Julian
Julian

Reputation: 211

Vectorizing addition of subarray

Let's say I have two (large) vectors a=[0 0 0 0 0] and b=[1 2 3 4 5] of the same size and one index vector ind=[1 5 2 1] with values in {1,...,length(a)}. I would like to compute

for k = 1:length(ind)
    a(ind(k)) = a(ind(k)) + b(ind(k));
end
% a = [2 2 0 0 5]

That is, I want to add those entries of b declared in ind to a including multiplicity.

a(ind)=a(ind)+b(ind);
% a = [1 2 0 0 5]

is much faster, of course, but ignores indices which appear multiple times.

How can I speed up the above code?

Upvotes: 4

Views: 49

Answers (2)

Luis Mendo
Luis Mendo

Reputation: 112659

Another approach based on accumarray:

a(:) = a(:) + accumarray(ind(:), b(ind(:)), [numel(a) 1]);

How it works

accumarray with two column vectors as inputs aggregates the values of the second input corresponding to the same index in the first.
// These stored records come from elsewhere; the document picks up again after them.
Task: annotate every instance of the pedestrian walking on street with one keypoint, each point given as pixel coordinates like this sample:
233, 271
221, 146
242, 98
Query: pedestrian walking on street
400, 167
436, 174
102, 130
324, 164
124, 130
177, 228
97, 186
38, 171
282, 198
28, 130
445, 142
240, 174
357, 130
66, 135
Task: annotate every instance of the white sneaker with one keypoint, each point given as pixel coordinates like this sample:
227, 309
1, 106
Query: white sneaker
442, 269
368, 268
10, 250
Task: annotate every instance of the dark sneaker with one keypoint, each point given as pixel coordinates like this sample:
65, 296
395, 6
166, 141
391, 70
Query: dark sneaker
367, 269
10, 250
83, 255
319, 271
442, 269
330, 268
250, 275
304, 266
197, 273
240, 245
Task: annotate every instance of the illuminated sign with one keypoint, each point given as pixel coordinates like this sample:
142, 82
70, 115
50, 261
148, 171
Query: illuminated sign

The third input is used here to force the result to be the same size as a, padding with zeros if needed.

Upvotes: 3

Suever
Suever

Reputation: 65430

We can use unique to identify the unique index values and use the third output to determine which elements of ind share the same index. We can then use accumarray to sum all the elements of b which share the same index. We then add these to the original value of a at these locations.

[uniqueinds, ~, inds] = unique(ind);
a(uniqueinds) = a(uniqueinds) + accumarray(inds, b(ind)).';

If max(inds) == numel(a) then this could be simplified to the following since accumarray will simply return 0 for any missing entry in ind.